Cola de Lemming amamantó a Ratón y simultáneamente intentó arrancar a Shuku del pesado sueño en que estaba sumido.
—Vieja, ¿qué le has dado? —preguntó—. El niño duerme demasiado y el anciano se dará cuenta de que hay algún problema.
Cola de Lemming contempló a Shuku. La respiración del chico era tan tranquila que durante unos instantes experimentó el terror de que estuviera muerto. Tocó la suave piel del cuello del crío y percibió los latidos de su corazón.
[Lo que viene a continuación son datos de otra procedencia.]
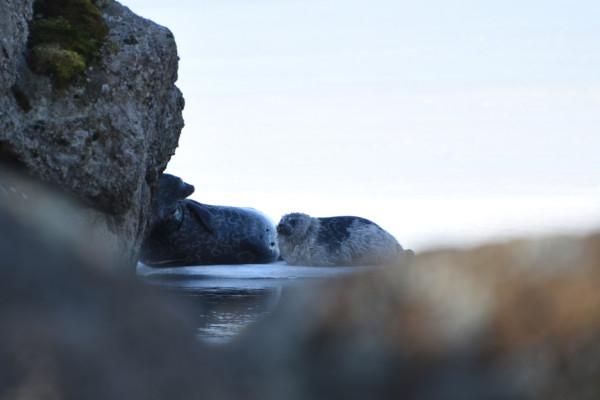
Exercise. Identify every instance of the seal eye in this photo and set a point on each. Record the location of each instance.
(177, 214)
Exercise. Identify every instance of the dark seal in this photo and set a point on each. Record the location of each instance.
(186, 232)
(333, 241)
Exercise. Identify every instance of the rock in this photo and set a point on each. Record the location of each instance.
(517, 320)
(108, 135)
(73, 329)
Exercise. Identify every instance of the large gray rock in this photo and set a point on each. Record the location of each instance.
(106, 137)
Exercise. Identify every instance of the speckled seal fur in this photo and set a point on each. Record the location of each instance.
(347, 240)
(186, 232)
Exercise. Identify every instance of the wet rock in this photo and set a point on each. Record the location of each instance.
(73, 329)
(106, 136)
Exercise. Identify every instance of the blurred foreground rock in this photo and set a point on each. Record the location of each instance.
(505, 321)
(106, 136)
(73, 329)
(519, 320)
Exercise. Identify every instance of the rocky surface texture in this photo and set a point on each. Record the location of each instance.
(104, 134)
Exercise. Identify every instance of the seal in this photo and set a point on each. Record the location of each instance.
(186, 232)
(335, 241)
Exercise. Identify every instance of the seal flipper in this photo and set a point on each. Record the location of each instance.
(201, 213)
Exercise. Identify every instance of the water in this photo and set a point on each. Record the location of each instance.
(230, 298)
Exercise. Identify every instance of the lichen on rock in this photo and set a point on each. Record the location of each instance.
(107, 130)
(65, 37)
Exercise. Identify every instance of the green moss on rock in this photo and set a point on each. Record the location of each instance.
(63, 65)
(65, 37)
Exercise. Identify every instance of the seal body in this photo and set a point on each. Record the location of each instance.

Suspiró aliviada, lo cogió, le introdujo el pezón entre los labios y se apretó el seno hasta que escapó un chorrito de leche.
—Come, pequeño, come.
Al final Shuku comenzó a mamar.
Cola de Lemming correteó con los dos niños en brazos hasta donde había dejado los útiles de tallar. Metió el marfil a medio tallar en el fondo de la cesta y extrajo otra pieza. La cabeza y los ojos de una foca la contemplaron. Utilizó el cuchillo de mujer romo para alisar el marfil y presionó suavemente el pecho del animal tallado.
—Kiin, no es tan difícil —dijo—. Nos hiciste creer que tenías poderes espirituales extraordinarios. ¡Ja, ja! Soy capaz de tallar tan bien como tú.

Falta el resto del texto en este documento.